Fig. 5: NELF-E interacts with and alters the genomic occupancy of SLUG.

a Volcano plot of NELF-E qPLEX-RIME analysis of WT+Dox vs WT-Con. Proteins that satisfy the significance threshold of |log₂(fold change)| ≥0.5 and adj. p-value <0.05 are labeled with their gene names and colored red. The p-value was adjusted by Benjamini–Hochberg multiple hypothesis correction. b Interaction network plot of proteins enriched in Dox induction by qPLEX-RIME, superimposed on the STRING interaction network. Interactions detected by qPLEX-RIME are colored in blue, while interactions from the STRING database are colored in gray. Proteins/nodes are colored based on log₂(fold change) value. c Western blot analysis of SOX9, SLUG, and NELF-E following NELF-E immunoprecipitation (IP), performed on nuclear extracts from Dox-treated MCF7ras+SS cells.
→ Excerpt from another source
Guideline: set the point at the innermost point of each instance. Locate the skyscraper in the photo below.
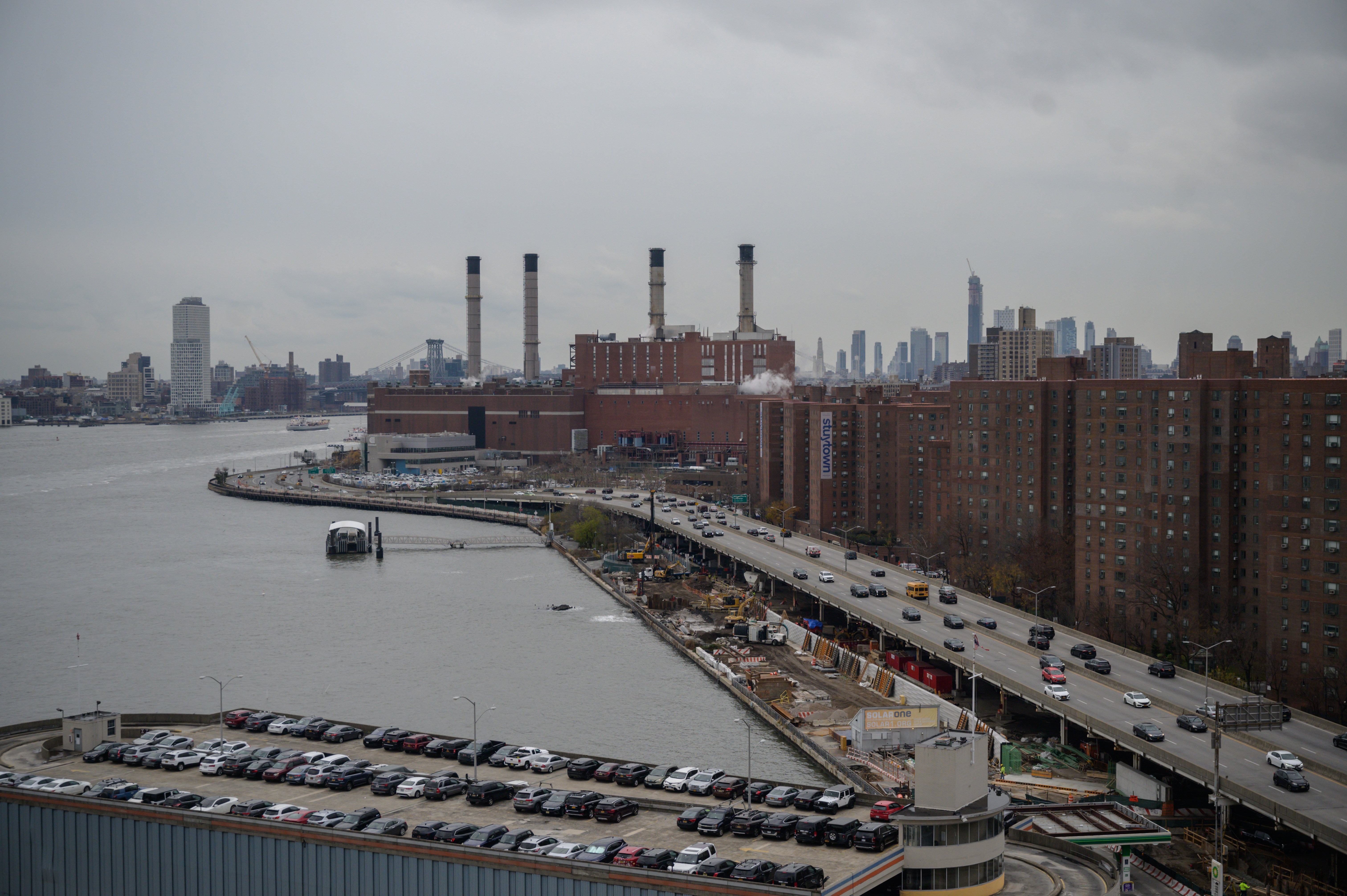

Blots are representative of three independent experiments. d Genomic distribution of SLUG binding sites in MCF7ras+SS cells transduced with scrambled shRNA and treated with Dox (SCR+Dox). e Metaplots of SLUG binding across the three different categories in SCR+Dox and shNELF-E+Dox MCF7ras+SS cells. f, g Pie chart and heatmap depiction of SLUG and NELF-E co-bound peaks at TSS and distal regions. Source data are provided as a Source Data file.